---
title: "SportMiner: Text Mining and Topic Modeling for Sport Science Literature"
author:
  - name: Praveen D Chougale
    affiliation: IIT Bombay
    email: praveenmaths89@gmail.com
  - name: Usha Ananthakumar
    affiliation: IIT Bombay
    email: usha@som.iitb.ac.in
date: "`r Sys.Date()`"
output:
  rmarkdown::html_vignette:
    toc: true
    toc_depth: 3
    number_sections: true
bibliography: references.bib
vignette: >
  %\VignetteIndexEntry{SportMiner: Text Mining and Topic Modeling for Sport Science Literature}
  %\VignetteEngine{knitr::rmarkdown}
  %\VignetteEncoding{UTF-8}
---

```{r setup, include = FALSE}
knitr::opts_chunk$set(
  collapse = TRUE,
  comment = "#>",
  eval = FALSE,
  fig.width = 7,
  fig.height = 5
)
```

# Introduction

The exponential growth of scientific literature in sport science domains presents both opportunities and challenges for researchers. While vast amounts of knowledge are being generated, systematically synthesizing and identifying research trends has become increasingly difficult. **SportMiner** addresses this challenge by providing a comprehensive, integrated toolkit for mining, analyzing, and visualizing sport science literature.

## Motivation

Traditional literature review methods are time-consuming and potentially biased.

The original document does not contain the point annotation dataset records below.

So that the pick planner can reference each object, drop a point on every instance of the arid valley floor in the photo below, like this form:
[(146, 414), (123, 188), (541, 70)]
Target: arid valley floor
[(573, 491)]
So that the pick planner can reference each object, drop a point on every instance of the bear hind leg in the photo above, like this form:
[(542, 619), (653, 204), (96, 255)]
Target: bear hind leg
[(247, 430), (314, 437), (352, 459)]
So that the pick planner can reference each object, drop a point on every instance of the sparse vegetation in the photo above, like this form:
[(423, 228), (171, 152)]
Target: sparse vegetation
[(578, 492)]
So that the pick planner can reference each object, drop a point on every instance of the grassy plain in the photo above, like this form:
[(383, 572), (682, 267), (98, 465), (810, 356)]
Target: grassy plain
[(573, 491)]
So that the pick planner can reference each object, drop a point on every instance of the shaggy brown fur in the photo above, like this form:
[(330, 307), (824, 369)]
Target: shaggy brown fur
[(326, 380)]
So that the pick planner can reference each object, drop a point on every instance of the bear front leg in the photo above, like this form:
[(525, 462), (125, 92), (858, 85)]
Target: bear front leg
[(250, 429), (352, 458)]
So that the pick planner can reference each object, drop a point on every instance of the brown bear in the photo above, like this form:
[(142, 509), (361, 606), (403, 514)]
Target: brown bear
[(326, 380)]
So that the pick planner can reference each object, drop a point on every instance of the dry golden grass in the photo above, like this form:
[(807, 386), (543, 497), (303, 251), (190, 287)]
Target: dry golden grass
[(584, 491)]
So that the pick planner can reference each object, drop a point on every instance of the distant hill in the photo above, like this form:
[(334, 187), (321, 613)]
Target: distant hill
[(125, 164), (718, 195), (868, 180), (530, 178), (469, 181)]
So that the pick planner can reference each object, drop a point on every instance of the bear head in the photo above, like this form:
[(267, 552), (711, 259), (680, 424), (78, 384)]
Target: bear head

Researchers need automated tools to:

1. **Efficiently retrieve** relevant papers from large databases
2. **Systematically process** textual content at scale
3. **Discover latent themes** using advanced topic modeling
4. **Visualize trends** in publication patterns and research focus
5. **Identify knowledge gaps** and emerging research directions

## Related Work

Several R packages address components of text mining and topic modeling:

- **tm** [@Feinerer2008]: General text mining framework
- **topicmodels** [@Grun2011]: Latent Dirichlet Allocation (LDA) and Correlated Topic Models (CTM)
- **stm** [@Roberts2019]: Structural Topic Models with covariates
- **tidytext** [@Silge2016]: Text mining using tidy data principles

However, no existing package provides an integrated workflow specifically designed for scientific literature analysis with domain-specific features for sport science research.

## Contributions

**SportMiner** makes the following contributions:

1. **Integrated workflow** from data retrieval through visualization
2. **Scopus API integration** for systematic literature searches
3. **Multiple topic modeling algorithms** (LDA, CTM, STM) with comparison tools
4. **Publication-ready visualizations** following modern design principles
5. **Keyword co-occurrence networks** for understanding research connections
6. **Temporal trend analysis** for tracking research evolution

# Installation and Setup

## Installation

Install the released version from CRAN:

```{r installation}
install.packages("SportMiner")
```

Or install the development version from GitHub:

```{r install-dev}
# install.packages("devtools")
devtools::install_github("praveenchougale/SportMiner")
```

## API Configuration

SportMiner uses the Scopus API for literature retrieval. Obtain a free API key from the [Elsevier Developer Portal](https://dev.elsevier.com/).

```{r api-setup}
library(SportMiner)

# Option 1: Set directly in session
sm_set_api_key("your_api_key_here")

# Option 2: Store in .Renviron (recommended)
# usethis::edit_r_environ()
# Add: SCOPUS_API_KEY=your_api_key_here
# Restart R, then:
sm_set_api_key()
```

# Complete Workflow Example

This section demonstrates a complete analysis workflow from literature search through topic modeling and visualization.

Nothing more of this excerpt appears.